Naruto milik Masashi Kishimoto. (Hadiah) untuk saerusa. NS. AU. OOC. Plot yang tak sengaja mampir ketika saya mau tidur.
PENIPU
Semua bermula dari kisah sedih dan sekaleng bir, di dalam bar kecil.
Katanya, "kesedihan selalu membutuhkan teman."[*]
Kau pernah mendengar kalimat itu, entah di mana (yang akhir-akhir ini baru diketahui bahwa itu ada dalam cerita pendek yang pernah kau baca, di suatu pondok kopi yang menyajikan beragam jenis buku; salah-satunya Memorabilia Kesedihan). Kesedihan membutuhkan telinga; untuk mendengar ratapan-ratapan, yang, meski telah berulang kali dituturkan, duka itu tetap enggan hilang. Teman kesedihan tidak cuma telinga, tidak pula sekaleng bir. Kadang kau ingin lebih dari keduanya; sosok yang tidak hanya mendengarkanmu, tetapi juga memahamimu, memahami lukamu.
Kau menginginkan dia menjadi sosok itu.
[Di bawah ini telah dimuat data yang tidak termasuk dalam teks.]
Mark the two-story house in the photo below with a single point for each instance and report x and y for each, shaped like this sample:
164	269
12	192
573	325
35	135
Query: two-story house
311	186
Dia yang duduk di sampingmu, yang warna matanya sebiru laut.
Tidak perlu formal dengan bertukar kartu nama, cukup mengatakan kebenaran atas identitas masing-masing—meski sebenarnya yang demikian itu tidak penting, sebab nama akan dilupakan setelah berpamitan—sebagai pembukaan dari kisah-kisah sedih yang sebentar lagi akan memenuhi ruangan. Kau katakan dengan jelas bahwa kau menginginkan mati. Secepatnya. Dia mengulas senyum misterius, membuka kaleng bir kedua, menenggaknya, lantas menatapmu lama.
"Kau ingin mati. Secepatnya. Aku ingin hidup. Seribu tahun." Kemudian dia tertawa hambar, mengajakmu bersulang meski bir dalam kalengmu sudah tidak banyak bersisa. Kau ikut tertawa. Konyol. Padahal tidak ada lelucon.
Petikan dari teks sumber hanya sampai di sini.